# Anyone know anything about a 1989 Hunter 30'?



## crewgypsy (Oct 4, 2008)

Would appreciate any insight into purchasing a 1989 Hunter 30'. This boat has an appealing split transom, diesel engine, very nice interior, with original sails, and only some surface hairline cracks into the gelcoat, which I was told was due to the overly thick coverage of gelcoat for that year. On subsequent boats, the gelcoat problem was fixed by a thinner layer. The boat just needs a good overall waxing, has not been sailed in 2 years. 

One of the attributes this boat has is a very nice extended transom, with the option to take out the teak seat in the middle for easy access to swimmers and a swim ladder. 


On any boat I am seriously considering, I would most certainly get a good marine survey of the boat before finalizing the deal.

Any handling insights, would be appreciated.

In the past I have owned and raced a Laser, Sailboard, Hobie 16', and recently crewed aboard a cs 30, Benetteau 10-R, in races on Lake Ontario. I would like a sailboat to enjoy for daysailing, as well as overnights. I do not consider a Hunter 30 as race potential-and at any rate, have not skippered a large boat in any race.

Any comments would be appreciated.

Thanks 

CrewGypsy


----------



## starrynite (Aug 3, 2009)

We purchased our 1989 Hunter 30 six weeks ago and so far are loving her. She is our first boat to personally own but I have sailed with my parents on both Aloha 28 and 34's. My husband raced on a CS36 back in the late 70's early 80's.
We find that she sails fine for a boat built for comfort. She points fairly decently. We are still learning what she is capable of since the weather has prevented us from getting out as often as we would like.
The only downside I have found is that because of the walk-through transom (which we love for swimming, getting in and out of dinghy etc.) that the cockpit is small. If you are only two sailing this isn't a problem. However, we took friends out several weeks ago, six of us in total, and we were playing "musical chairs" to try to get people out of the way to get to the sheets to adjust our sails. When in port six isn't a problem but unless some of the guests are comfortable going forward whilst undersail, I wouldn't recommend it.
The only other thing I find is that the table in the salon is big making getting into the starboard settee ackward at times. This problem can be solved by using a smaller table which came with our boat. I think the owners before us had it made.
The aft cabin is quite roomy for two but I would only put two children in the v-berth or two very intimate adults.:laugher 
I hope this helps, happy hunting!!


----------



## steve1ebryant (Aug 16, 2010)

*1989 Hunter 30-I love mine!*

Based on your comments and the expirence I have had with my 1989 Hunter 30, buy the boat.

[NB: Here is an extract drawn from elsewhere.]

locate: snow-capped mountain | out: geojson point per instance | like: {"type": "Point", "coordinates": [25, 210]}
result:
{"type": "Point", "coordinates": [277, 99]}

. . . the above comment includes: if the boat is sound, all the better; and/or, if you can get some concession in the dealings, (as a result of the marine survey findings) i.e., drop the price a little, throw in a little something extra in the negotiating, you will more than likely be hugely happy with the boat
Best of Luck to you,
Steve


----------



## arf145 (Jul 25, 2007)

Hey, welcome Steve. Your info and that thread will be useful for folks looking for an 89 Hunter 30, but the original poster posted that a year and a half ago, and then left us to wonder what happened.


----------